An October 1981 memorandum from Lawrence Lippe of the U.S. Justice Department’s Criminal Division stated that “the manner in which the department handles these cases is likely to have a great impact on the continued viability of the registration scheme. If we handle the cases well, then registration is likely to increase. If we handle them poorly, then registration is liable to decrease.” (quoted in the Guardian, 12/1/82)
Wayte’s case was handled very poorly in the eyes of Justice Department officials; it even led one chagrined government lawyer, deprived of his pound of flesh, to remark, “It makes me wonder about our legal system sometimes.” (Detroit Free Press, 11/19/82)
Another resister, Paul Jacob, who was indicted in Little Rock, Arkansas on September 23, 1982, has refused to involve himself at all in any such legal battle with the government. Instead, after receiving a threatening letter from the SSS sometime in 1981, he went underground, prompting the FBI to initiate a nation-wide search for him.
Jacob, a member of the Libertarian Party and a publicly defiant opponent of the draft, explains his reasons for resisting: “I didn’t register for the draft because I didn’t want to be drafted. The draft is mandatory service to the government, which is complete government control of the individual. Irregardless of whether that’s for war; or building bridges; or chopping trees—the government has no right to force young people into slave labor. The real reason I won’t register is that the draft is state ownership of my life. No free man will register for slavery.” (quoted in Contact, Fall 1981, produced by the Libertarian Student Network, 339 8th St. NE, Washington, DC 20002—see sidebar for Paul Jacob’s statement.)
While the SSS suffers setbacks in its attempts to enforce registration, the military is gloating over the unprecedented success of its ROTC programs.
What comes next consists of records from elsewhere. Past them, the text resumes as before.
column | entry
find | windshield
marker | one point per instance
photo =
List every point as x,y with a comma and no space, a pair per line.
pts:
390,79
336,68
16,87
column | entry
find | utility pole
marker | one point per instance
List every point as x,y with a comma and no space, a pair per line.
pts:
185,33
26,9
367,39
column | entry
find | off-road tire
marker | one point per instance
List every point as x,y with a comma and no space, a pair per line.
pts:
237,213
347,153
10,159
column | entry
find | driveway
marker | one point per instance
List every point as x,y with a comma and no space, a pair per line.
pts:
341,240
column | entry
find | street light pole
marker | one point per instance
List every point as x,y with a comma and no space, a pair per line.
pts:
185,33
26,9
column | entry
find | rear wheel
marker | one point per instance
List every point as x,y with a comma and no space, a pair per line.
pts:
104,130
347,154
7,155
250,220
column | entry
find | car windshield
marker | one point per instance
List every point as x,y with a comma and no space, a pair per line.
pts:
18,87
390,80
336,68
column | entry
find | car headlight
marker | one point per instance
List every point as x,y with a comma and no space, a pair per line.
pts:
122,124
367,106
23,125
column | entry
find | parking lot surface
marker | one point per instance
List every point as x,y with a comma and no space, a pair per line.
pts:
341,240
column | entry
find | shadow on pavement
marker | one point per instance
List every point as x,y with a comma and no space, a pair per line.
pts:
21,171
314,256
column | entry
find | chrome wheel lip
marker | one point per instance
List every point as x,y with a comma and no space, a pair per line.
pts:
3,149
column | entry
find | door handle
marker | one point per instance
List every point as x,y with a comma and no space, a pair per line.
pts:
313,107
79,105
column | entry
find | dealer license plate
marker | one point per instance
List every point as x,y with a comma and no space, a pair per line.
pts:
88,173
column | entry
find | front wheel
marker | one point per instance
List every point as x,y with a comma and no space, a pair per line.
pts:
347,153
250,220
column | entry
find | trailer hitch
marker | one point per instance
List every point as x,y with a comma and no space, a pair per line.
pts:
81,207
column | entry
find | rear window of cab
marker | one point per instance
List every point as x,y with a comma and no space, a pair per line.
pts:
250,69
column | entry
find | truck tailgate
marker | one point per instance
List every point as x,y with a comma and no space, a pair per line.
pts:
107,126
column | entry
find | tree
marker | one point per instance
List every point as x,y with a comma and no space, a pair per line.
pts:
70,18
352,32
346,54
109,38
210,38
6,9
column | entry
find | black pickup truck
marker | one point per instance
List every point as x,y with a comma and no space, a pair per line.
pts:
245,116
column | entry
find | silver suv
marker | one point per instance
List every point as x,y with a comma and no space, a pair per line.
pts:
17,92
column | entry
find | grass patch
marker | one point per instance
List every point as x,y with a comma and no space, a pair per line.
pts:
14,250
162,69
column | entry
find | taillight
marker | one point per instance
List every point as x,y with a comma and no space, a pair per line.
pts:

According to columnist Colman McCarthy (Detroit Free Press, 12/3/82), enrollment for Army, Navy and Air Force ROTC programs is up 25 percent from 1977.
There are presently 1,315 schools with such programs (only 679 in 1973), and enrollment stands at 72,000, which is more than double the 1973 enrollment of 33,000. The country is turning unabashedly militaristic by transforming its high schools and universities into centers of recruitment.
The ROTC scholarship programs blatantly take advantage of a generation of young men and women who have no memory of Vietnam and who find themselves in economic need, luring them into the war machine with promises of a “profession,” a “skill” and “financial security.”
McCarthy mentions the efforts of a couple of professors, one at Georgetown and another at Berkeley, to oppose the military’s invasion of the university by establishing Peace Studies programs. These and other opponents of the ROTC are actually forced to justify their positions to supporters of the military programs who see them as just another academic option for students and a good one at that.
In spite of the admirable attempts by pacifist professors to counter the enormous wave of militarism on their campuses, it is clear that universities have ceased to be the centers for the opposition of war that they once were in the past and have become neatly integrated into the larger complex of domination and control.
The need for the regeneration of a generalized spirit of resistance to the intervention of the state in our lives increases daily. The decision of young men like Ben Sasway, the first convicted draft resister, and Paul Jacob to oppose the Administration’s war preparation symbolizes a profound opposition, not only to militarism, but to all state authority and bureaucratic control, an opposition which goes beyond professors’ efforts to institutionalize peace as an academic concern and beyond the specialized focus of various reform efforts.